I am looking for ways to read data from multiple partitioned directories from s3 using python.
data_folder / time_in_numeric_format = 1 / cur_date = 20-12-2012 / abcdsd0324324.snappy.parquet data_folder / time_in_numeric_format = 2 / cur_date = 27-12-2012 / asdsdfsd0324324.snappy.parquet
pyarrow The ParquetDataset module has the ability to read from sections. So I tried the following code:
>>> import pandas as pd >>> import pyarrow.parquet as pq >>> import s3fs >>> a = "s3://my_bucker/path/to/data_folder/" >>> dataset = pq.ParquetDataset(a)

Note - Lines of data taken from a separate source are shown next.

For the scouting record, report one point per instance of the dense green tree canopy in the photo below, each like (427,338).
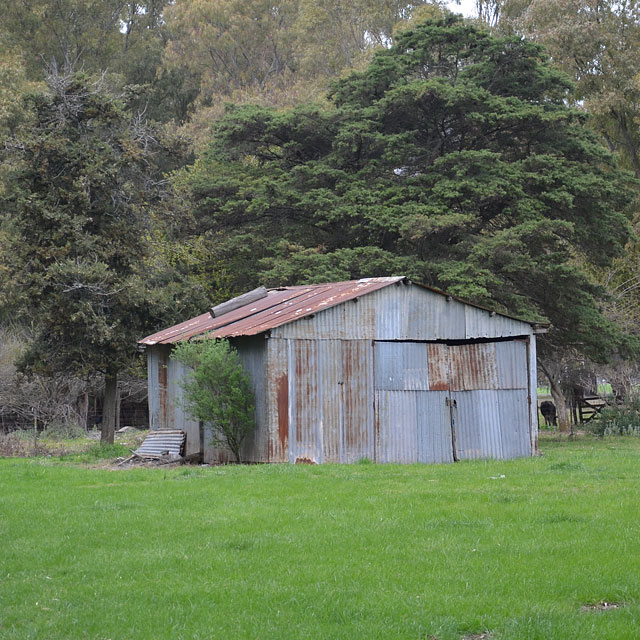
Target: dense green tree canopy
(452,158)
(80,179)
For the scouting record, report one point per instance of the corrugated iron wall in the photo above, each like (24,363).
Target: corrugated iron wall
(320,406)
(369,379)
(165,397)
(342,400)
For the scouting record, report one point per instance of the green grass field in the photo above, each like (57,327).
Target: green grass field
(501,550)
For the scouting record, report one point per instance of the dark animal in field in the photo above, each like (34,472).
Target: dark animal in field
(548,411)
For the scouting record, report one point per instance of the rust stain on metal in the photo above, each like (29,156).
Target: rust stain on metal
(162,391)
(438,363)
(473,366)
(282,400)
(279,307)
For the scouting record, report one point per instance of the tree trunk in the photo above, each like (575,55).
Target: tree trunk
(559,400)
(83,409)
(561,406)
(109,408)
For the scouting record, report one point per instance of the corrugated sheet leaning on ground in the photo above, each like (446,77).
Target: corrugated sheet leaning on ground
(160,443)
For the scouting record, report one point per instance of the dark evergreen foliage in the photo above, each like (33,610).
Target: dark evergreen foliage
(452,158)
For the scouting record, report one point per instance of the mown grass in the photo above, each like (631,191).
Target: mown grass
(514,549)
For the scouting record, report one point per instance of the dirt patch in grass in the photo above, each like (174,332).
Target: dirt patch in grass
(603,605)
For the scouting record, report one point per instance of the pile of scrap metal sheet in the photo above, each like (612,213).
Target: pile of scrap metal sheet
(164,443)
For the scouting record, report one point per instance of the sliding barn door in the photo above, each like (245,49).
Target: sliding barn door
(437,402)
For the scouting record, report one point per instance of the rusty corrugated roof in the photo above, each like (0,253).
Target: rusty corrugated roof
(282,305)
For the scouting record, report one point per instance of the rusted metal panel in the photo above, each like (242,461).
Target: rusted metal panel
(305,419)
(165,416)
(277,400)
(401,311)
(477,424)
(511,358)
(396,422)
(153,391)
(177,415)
(402,366)
(331,398)
(252,352)
(438,359)
(357,401)
(433,427)
(473,366)
(533,393)
(514,423)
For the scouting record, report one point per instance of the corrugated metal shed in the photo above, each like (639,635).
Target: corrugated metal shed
(378,368)
(447,315)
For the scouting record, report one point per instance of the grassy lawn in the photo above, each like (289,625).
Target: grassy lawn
(515,549)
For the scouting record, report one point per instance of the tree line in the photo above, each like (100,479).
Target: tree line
(160,157)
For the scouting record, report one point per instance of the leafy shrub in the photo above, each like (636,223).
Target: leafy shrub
(619,420)
(217,391)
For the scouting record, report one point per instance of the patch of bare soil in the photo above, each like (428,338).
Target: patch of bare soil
(603,605)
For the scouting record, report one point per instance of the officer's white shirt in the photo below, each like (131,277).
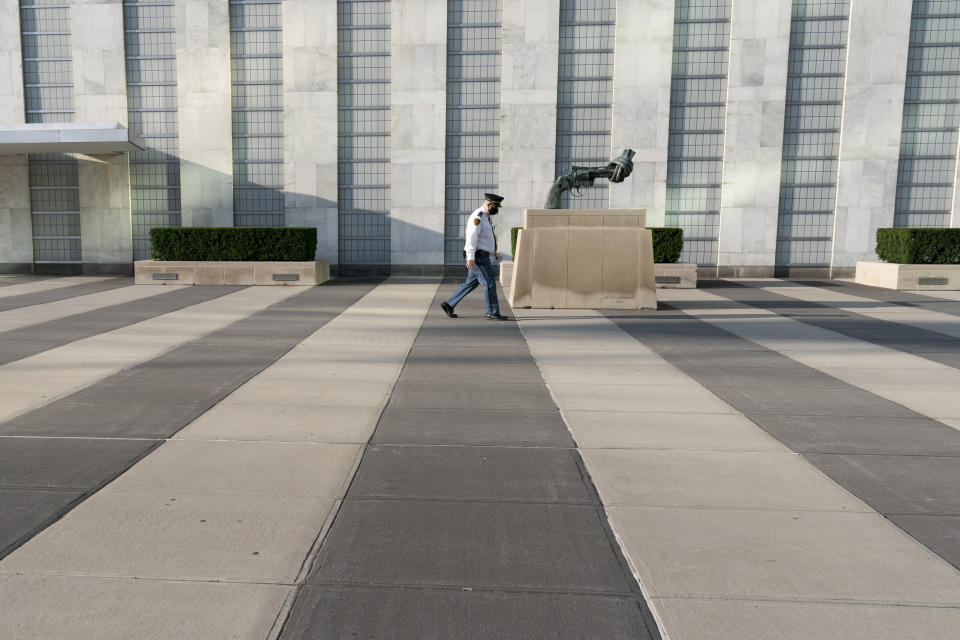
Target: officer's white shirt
(479,235)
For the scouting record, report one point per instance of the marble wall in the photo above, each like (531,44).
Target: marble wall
(16,243)
(310,119)
(870,141)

Threw the following error:
Traceback (most recent call last): File "<stdin>", line 1, in <module> File "/home/my_username/anaconda3/lib/python3.6/site-packages/pyarrow/parquet.py", line 502, in __init__ self.metadata_path) = _make_manifest(path_or_paths, self.fs) File "/home/my_username/anaconda3/lib/python3.6/site-packages/pyarrow/parquet.py", line 601, in _make_manifest .format(path)) OSError: Passed non-file path: s3://my_bucker/path/to/data_folder/
Based on the pyarrow documentation, I tried using s3fs as a file system, i.e.:
>>> dataset = pq.ParquetDataset(a,filesystem=s3fs)
Which causes the following error:
Traceback (most recent call last): File "<stdin>", line 1, in <module> File "/home/my_username/anaconda3/lib/python3.6/site-packages/pyarrow/parquet.py", line 502, in __init__ self.metadata_path) = _make_manifest(path_or_paths, self.fs) File "/home/my_username/anaconda3/lib/python3.6/site-packages/pyarrow/parquet.py", line 583, in _make_manifest if is_string(path_or_paths) and fs.isdir(path_or_paths): AttributeError: module 's3fs' has no attribute 'isdir'
I am limited to using an ECS cluster, so spark / pyspark is not an option .
Is there a way to easily read parquet files easily in python from such partitioned directories in s3? I believe listing all directories and then reading is not good practice as suggested in this link . I would need to convert the read data into the pandas framework for further processing and, therefore, give preference to the options associated with fastparquet or pyarrow. I am also open to other options in python.